La innovación más importante es la innovación disruptiva. La que cambia los paradigmas. Para realizarla hacen falta no solo conocimiento, sino grandes dosis de emprendimiento y de asunción de riesgos, características propias del espíritu empresarial. Es propia de empresarias y empresarios… Y de sociedades y países emprendedores. Para su desarrollo hacen falta también políticas públicas inteligentes y estrategias de país a largo plazo, así como una renovación profunda de las leyes administrativas y del perfil del alto funcionariado público que sustituya paradigmas anticuados por enfoques modernos y de futuro.

Otro elemento que marca la diferencia entre los países muy industrializados y los que no lo están suficientemente es la disponibilidad de buenos técnicos profesionales. Mientras no se modernice y dignifique la Formación Profesional, el fortalecimiento de nuestra industria será tarea imposible.
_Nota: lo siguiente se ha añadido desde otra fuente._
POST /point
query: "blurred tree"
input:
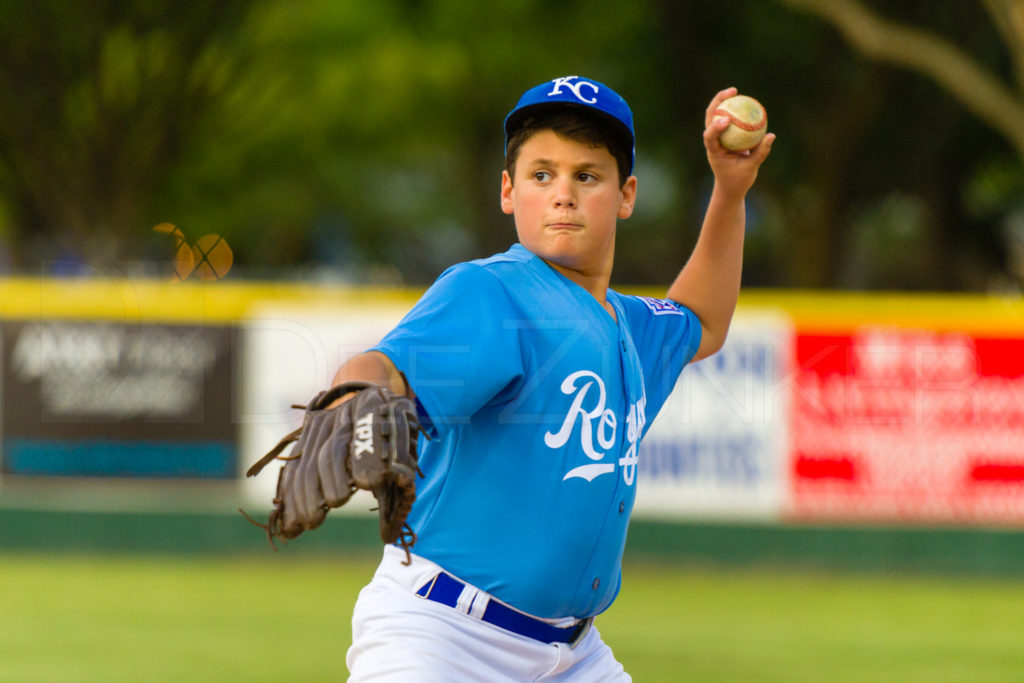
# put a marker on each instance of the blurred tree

El Gobierno ha anunciado la dedicación de recursos económicos para potenciar la FP, pero para tener éxito es imprescindible formar a buenos formadores y dignificar y reconocer socialmente el valor de formadores y formados para hacer de la FP (o Formación Vocacional, siguiendo la definición anglosajona) un pilar de la reindustrialización.

Por último (y no por ello menos importante), la sostenibilidad es esencial y será la primera prioridad en el próximo futuro para las nuevas generaciones. Las nuevas industrias tendrán que ser sostenibles por diseño y genética, y las existentes tendrán que transformarse si quieren sobrevivir. La oportunidad es enorme, pero no es evidente que la vayamos a aprovechar.
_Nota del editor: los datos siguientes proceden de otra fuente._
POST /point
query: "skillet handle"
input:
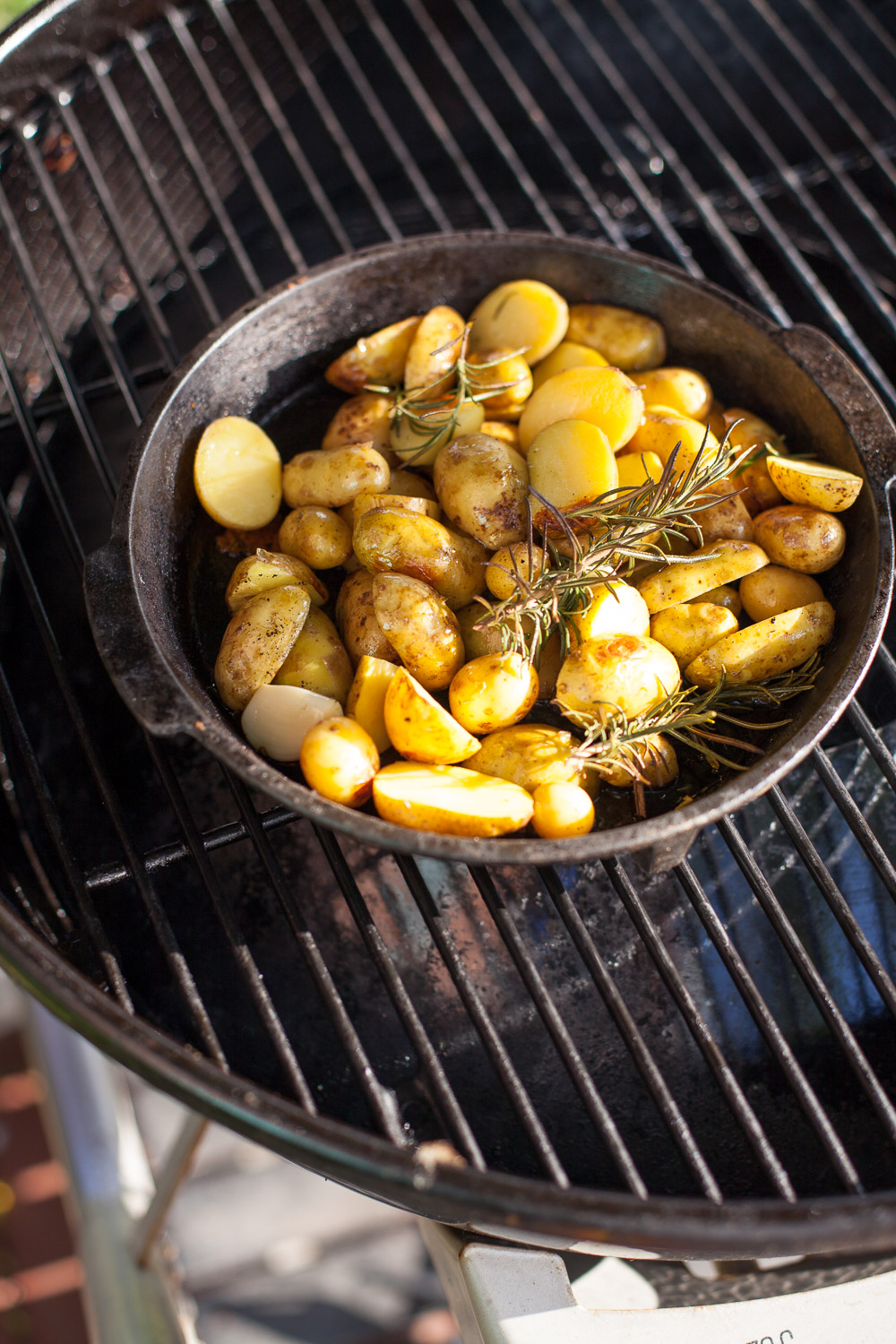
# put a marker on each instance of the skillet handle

En el mundo de bloques al que nos dirigimos, el marco del Estado-nación se nos queda pequeño, y hay que considerar como mínimo el marco europeo para todas las políticas y, muy en particular, las económicas. España asumirá en julio de 2023 la presidencia de la UE, y el inicio de una nueva tríada de presidencias. Creemos que es un buen momento para que España se plantee liderar el necesario proceso de reindustrialización sostenible y digital.

Hace ya tres años, en nuestro encuentro de Santander de 2019, propusimos al presidente del Gobierno la creación de una vicepresidencia de Digitalización, Reindustrialización e Innovación. La primera parte se creó con mucho acierto, al juntarla con Economía. Queda pendiente la segunda parte y, por ello y todo lo anteriormente expuesto, reiteramos la propuesta de crear una vicepresidencia de Reindustrialización e Innovación que sitúe la Reindustrialización Digital y Sostenible en el primer nivel de las prioridades del Gobierno.